Trials, And Tribulations.
Credits to: Bing - Covid-19 Tracker | Flattening the curve.
At least I did enjoy my time outside. Just like many other people across the globe, I do share qualms about having to lock myself down. Nevertheless, it seems to be paying off, as Malaysia is joining some other countries that are beginning to see the curve flattening. Over the past week or so, we've been seeing a decrease in the number of confirmed cases, and deaths. They've also announced yesterday, that our partial-lockdown will once more be getting another two-week extension, to May the 12th.
Personally, I still think that's not enough, as we should be seeing our lockdown measure lasting all the way to June, since festivities like Ramadan and Eid will only encourage people to go around, and mingle about. As we're all itching to out outside, and enjoy the bounties of Mother Nature, the extended lockdown is by all means, some welcoming news. At this point, we're way past complaining of having to stay put, because this is the lifestyle that we have to get used to, like it or not.
Credits to: The Culture Trip | 10 Best Ramadan Bazaars in Kuala Lumpur.
There's one downside however, which is that Ramadan bazaars will not be held, at least not in its fully operational state. I've talked about this in some previous lockdown updates, and I can say for certain, that the best, and most rewarding part of fasting, is going out to a bazaar. For our household at least, this means going out two hours before breaking fast, and strolling around dozens of stalls, each displaying tasty, mouth-watering, wonderfully-scented, freshly-made delicacies.
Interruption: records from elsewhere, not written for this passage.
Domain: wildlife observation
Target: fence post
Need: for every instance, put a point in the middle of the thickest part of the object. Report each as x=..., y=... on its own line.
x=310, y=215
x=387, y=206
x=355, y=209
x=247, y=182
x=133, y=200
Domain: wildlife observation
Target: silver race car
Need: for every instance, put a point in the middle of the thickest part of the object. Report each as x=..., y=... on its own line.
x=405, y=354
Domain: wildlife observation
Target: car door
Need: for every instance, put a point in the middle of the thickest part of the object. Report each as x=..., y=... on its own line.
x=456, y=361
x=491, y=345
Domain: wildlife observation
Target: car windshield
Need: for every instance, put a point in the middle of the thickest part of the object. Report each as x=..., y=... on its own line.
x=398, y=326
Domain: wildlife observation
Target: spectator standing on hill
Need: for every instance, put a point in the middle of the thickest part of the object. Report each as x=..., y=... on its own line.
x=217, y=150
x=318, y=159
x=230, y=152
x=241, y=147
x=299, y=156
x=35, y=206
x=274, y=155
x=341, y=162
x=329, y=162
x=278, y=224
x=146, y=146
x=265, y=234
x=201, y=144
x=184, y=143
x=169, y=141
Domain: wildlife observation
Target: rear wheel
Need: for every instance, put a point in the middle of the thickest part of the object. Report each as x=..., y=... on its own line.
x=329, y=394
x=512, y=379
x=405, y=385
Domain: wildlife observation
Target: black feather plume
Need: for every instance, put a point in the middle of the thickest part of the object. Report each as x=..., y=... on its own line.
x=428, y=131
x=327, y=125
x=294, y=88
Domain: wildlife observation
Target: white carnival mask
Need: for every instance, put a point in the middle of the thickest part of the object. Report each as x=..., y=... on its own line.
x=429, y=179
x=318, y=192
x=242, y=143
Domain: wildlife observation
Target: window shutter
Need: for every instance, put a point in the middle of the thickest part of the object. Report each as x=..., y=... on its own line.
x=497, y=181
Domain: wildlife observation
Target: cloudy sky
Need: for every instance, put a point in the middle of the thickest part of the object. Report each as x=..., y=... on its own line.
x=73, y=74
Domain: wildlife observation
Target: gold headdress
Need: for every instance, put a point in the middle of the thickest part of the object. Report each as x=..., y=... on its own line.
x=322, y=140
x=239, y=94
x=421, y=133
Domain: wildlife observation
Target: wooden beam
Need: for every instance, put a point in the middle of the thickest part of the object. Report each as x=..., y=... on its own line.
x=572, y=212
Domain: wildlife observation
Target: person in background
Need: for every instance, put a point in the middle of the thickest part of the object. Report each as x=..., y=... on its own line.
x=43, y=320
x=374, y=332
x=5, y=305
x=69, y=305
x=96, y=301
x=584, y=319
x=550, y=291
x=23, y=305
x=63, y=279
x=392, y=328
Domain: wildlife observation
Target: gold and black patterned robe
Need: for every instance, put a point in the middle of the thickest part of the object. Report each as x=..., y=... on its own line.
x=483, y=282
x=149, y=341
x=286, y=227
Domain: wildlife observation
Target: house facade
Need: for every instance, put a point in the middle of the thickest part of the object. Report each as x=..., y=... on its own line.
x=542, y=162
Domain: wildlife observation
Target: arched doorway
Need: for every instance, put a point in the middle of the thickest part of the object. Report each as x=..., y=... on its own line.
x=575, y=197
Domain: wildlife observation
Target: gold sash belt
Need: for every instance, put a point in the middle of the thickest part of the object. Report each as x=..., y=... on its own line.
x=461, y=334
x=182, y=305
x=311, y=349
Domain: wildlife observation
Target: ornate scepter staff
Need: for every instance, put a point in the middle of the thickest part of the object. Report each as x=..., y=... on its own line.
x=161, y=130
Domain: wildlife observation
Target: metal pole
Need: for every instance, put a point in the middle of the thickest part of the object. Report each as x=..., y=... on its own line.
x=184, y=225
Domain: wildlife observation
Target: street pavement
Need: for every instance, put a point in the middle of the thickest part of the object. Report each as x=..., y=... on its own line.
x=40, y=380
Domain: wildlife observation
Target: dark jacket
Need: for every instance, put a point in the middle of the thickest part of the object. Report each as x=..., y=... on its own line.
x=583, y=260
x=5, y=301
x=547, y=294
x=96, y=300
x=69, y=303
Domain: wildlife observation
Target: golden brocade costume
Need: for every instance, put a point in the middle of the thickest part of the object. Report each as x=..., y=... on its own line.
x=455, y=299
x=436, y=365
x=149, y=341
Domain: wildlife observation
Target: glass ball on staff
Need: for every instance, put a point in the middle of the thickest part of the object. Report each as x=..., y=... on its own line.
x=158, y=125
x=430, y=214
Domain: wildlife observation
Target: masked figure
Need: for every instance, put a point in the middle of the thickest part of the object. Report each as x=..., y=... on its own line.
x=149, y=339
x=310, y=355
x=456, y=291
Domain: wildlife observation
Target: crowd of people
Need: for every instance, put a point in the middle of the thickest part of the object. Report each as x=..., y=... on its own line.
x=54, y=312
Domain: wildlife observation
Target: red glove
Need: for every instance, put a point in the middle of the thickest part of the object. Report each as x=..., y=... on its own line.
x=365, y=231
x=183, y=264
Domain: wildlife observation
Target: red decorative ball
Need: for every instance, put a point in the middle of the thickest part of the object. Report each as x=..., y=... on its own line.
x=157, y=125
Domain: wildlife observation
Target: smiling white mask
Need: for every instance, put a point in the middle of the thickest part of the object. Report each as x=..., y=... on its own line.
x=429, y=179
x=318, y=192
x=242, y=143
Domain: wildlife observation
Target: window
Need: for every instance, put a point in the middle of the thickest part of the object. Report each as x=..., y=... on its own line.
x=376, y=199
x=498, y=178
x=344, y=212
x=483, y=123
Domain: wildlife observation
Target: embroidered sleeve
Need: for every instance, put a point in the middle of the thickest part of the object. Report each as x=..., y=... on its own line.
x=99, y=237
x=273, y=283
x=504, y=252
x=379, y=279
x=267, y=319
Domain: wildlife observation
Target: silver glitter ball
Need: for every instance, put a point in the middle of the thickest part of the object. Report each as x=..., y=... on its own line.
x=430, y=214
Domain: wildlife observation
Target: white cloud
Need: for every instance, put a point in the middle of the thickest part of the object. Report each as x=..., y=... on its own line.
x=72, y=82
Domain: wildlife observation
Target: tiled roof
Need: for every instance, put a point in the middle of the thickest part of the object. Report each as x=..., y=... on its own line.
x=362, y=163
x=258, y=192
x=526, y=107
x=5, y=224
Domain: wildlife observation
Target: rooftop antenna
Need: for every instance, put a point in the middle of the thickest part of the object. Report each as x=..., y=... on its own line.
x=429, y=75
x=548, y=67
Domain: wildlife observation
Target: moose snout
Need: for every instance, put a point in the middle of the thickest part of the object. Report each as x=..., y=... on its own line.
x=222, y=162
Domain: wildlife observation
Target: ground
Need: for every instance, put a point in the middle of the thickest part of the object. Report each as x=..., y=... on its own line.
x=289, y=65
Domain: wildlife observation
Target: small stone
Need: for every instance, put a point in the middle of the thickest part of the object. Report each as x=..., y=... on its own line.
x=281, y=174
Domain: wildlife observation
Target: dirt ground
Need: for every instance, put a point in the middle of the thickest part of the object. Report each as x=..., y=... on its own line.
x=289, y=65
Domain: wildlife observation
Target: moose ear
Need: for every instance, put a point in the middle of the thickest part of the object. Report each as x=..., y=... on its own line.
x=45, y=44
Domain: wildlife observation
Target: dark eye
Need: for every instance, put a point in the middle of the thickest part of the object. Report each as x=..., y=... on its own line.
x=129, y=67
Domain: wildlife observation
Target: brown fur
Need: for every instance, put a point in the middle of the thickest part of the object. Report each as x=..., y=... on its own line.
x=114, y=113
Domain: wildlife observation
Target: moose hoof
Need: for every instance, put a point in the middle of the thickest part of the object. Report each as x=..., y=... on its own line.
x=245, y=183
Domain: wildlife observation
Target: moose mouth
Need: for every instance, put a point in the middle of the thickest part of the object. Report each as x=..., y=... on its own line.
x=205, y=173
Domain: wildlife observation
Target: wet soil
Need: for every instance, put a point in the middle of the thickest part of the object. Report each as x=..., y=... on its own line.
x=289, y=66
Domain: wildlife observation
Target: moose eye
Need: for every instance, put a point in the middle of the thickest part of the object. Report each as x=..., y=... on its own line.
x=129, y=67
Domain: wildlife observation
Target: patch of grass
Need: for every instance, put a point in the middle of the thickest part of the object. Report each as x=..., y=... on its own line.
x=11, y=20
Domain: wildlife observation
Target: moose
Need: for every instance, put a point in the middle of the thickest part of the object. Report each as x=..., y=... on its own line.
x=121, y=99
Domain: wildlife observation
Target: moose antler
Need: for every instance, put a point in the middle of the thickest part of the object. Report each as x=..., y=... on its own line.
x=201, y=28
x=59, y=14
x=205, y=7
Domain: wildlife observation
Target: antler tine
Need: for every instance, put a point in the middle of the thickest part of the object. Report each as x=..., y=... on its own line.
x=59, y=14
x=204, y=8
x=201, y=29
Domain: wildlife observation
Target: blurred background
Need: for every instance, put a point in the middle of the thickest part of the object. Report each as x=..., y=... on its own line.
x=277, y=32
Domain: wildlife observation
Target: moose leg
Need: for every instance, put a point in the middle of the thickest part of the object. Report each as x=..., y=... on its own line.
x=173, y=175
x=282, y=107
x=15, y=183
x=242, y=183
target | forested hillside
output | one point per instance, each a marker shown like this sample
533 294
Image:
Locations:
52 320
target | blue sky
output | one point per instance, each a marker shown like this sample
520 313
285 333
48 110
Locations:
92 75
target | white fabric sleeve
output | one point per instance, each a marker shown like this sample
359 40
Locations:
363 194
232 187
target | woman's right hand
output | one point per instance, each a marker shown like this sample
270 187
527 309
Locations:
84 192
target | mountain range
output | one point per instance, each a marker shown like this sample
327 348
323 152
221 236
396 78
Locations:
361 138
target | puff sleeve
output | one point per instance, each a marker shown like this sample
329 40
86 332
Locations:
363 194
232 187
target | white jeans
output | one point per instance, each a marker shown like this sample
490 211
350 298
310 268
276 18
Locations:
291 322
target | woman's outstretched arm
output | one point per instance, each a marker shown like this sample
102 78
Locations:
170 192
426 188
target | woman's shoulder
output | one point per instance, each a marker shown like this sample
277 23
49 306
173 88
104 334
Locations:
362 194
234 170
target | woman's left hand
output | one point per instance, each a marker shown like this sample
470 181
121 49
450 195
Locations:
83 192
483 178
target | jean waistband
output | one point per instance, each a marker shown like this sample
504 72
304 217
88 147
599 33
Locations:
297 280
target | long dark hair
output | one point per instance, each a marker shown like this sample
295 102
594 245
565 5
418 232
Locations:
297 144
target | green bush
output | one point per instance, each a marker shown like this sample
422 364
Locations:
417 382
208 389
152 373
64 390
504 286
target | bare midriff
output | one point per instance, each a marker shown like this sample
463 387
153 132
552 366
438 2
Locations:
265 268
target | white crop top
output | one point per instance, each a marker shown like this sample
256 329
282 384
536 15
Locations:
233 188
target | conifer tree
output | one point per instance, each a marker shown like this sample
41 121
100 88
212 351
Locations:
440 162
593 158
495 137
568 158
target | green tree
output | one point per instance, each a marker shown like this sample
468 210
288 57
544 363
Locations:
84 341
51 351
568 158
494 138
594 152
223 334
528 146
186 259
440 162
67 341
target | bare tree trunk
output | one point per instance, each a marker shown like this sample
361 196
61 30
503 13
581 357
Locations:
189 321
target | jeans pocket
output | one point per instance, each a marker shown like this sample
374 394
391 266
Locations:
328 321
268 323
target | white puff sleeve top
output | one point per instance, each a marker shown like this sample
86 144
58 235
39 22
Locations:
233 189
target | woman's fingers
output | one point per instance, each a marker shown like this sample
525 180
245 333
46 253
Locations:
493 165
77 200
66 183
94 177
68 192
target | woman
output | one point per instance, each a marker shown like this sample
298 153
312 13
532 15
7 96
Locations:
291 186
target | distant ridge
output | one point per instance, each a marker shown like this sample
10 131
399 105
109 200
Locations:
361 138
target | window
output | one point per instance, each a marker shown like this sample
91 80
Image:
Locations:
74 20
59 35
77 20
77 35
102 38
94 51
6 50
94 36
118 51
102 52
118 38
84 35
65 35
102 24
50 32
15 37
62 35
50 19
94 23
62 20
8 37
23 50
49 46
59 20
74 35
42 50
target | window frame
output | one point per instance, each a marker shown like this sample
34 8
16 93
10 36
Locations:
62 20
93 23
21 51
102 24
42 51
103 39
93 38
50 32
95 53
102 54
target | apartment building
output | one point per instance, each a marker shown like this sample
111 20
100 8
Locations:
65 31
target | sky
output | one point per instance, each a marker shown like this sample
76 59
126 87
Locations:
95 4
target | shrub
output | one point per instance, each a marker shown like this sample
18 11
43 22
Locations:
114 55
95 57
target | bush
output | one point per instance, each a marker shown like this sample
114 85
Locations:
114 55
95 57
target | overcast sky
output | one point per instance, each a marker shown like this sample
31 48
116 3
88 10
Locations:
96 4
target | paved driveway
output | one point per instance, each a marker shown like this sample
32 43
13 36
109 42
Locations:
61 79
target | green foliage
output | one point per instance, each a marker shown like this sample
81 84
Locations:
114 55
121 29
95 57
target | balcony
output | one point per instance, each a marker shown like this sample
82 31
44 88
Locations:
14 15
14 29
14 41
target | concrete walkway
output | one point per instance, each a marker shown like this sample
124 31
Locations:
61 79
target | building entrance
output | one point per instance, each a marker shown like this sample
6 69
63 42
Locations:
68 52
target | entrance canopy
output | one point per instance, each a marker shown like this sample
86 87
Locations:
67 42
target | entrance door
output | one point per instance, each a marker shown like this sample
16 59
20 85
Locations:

Here, there is always something to suit your fancy. Naturally, with a plague going around, it's not possible to hold bazaars with loads of people bumping shoulders with each other. There were talks of moving all of this online, by having food-delivery riders pick them up for you instead. I suppose the logistics have been nigh impossible to organise, as that idea has been canned for the most part, though some places still have access to them. I've yet to find a bazaar that could deliver to my house, but I'm optimistic that it could still be managed within a month's time.
Credits to: GIPHY
For now, that's all that happened since my last update. Echoing those logs that I made two weeks ago, there's not much to talk about when the whole world has practically grinded to a stop. The routines of being at home all day, is something that I've gotten used to, boring as it may have been. While I could leave home and take a stroll outside, there isn't really much to see around here, I find.
The woodlands around here are very dense and cordoned off, leaving only concrete structures and tarmac to gaze upon. Another thing I've learned since being locked down, is that contrary to my own commitments, this whole situation has made me lazier than I wanted to be. Assuming that I won't procrastinate on movies and games too much, I shall have more things to say… tomorrow. In the meantime, take care, and I hope you and your loved ones are doing well. Stay safe!